Cancelling scheduled or recurring windows
- Scheduled: Click Cancel Scheduled in the actions menu to remove an upcoming one-time window
- Recurring: Click Delete Recurring in the actions menu to stop the recurring window. You can also click Edit Recurring to modify the schedule.
Visual indicators
Checks in maintenance mode are clearly marked throughout the UI:
- Status badge: An amber “Maintenance” badge with a wrench icon replaces the normal online/offline indicator
- Check cards and rows: A subtle amber border highlights checks currently in maintenance
- Tooltips: Hover to see the maintenance reason and remaining time
- Scheduled/recurring info: Upcoming or recurring windows are shown with their next run time
- Logs: Maintenance start and end events appear in your logs with amber styling, including the duration of each maintenance window
Logs and history
Maintenance mode creates log entries that appear on your Logs page:
- Maintenance started — logged when entering maintenance (includes the reason if provided)
- Maintenance ended — logged when exiting (includes total duration)
- Maintenance scheduled — logged when a future window is set
- Maintenance cancelled — logged when a scheduled window is cancelled
In BigQuery history exports, check results recorded during maintenance carry a maintenance: true flag so you can filter or include them in custom reports.
Public API
The maintenanceMode field is included in the check response when using the exit1.dev public API:
{
"id": "abc123",
"url": "https://example.com",
"status": "online",
"maintenanceMode": true
}This is read-only. API-triggered maintenance toggle is planned for a future release.
Edge cases and FAQ
What if a check is both disabled and in maintenance? Disabled takes priority. The scheduler won’t run the check at all. When you re-enable it, maintenance mode is still active if the window hasn’t expired yet. If it expired while disabled, it gets cleaned up on the next scheduler run.
What happens if I start maintenance while the check is already offline? The offline status is frozen. When maintenance ends, the verification check determines the real status and fires alerts if the service is still down.
What if I downgrade from Nano to the free tier? Active maintenance windows continue to function and will auto-expire normally.
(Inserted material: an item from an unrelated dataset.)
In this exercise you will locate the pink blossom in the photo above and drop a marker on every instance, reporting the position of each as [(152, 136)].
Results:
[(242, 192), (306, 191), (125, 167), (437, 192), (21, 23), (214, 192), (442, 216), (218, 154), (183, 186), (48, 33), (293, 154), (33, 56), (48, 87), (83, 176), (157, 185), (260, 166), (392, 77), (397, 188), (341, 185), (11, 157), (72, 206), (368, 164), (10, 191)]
You just won’t be able to create new maintenance windows from the UI until you upgrade again.
How accurate is the auto-expiry timing? The check scheduler runs every ~2 minutes per region. In the worst case, maintenance may expire up to 2 minutes after the configured end time. The first check after expiry acts as the verification check.
Does maintenance affect my uptime percentage? No. Maintenance periods count as uptime in all uptime calculations. This is intentional — planned maintenance is a good operational practice, not downtime.
Can I extend an active maintenance window? Not directly. Exit maintenance and re-enter with a new duration. Extending in-place is planned for a future release.
How do recurring windows handle timezones? Recurring windows use your specified IANA timezone (e.g., “America/New_York”, “Europe/London”). The scheduler converts to your local time on each run, so recurring windows stay correct across daylight saving time changes.
Will I get a notification when maintenance starts or ends automatically? Currently, scheduled and recurring windows activate and deactivate silently (beyond the log entry). Maintenance start/end notifications are planned for a future release.
Availability
Maintenance mode is available on the Nano tier. Free-tier users can see the menu option but will be prompted to upgrade when clicking it.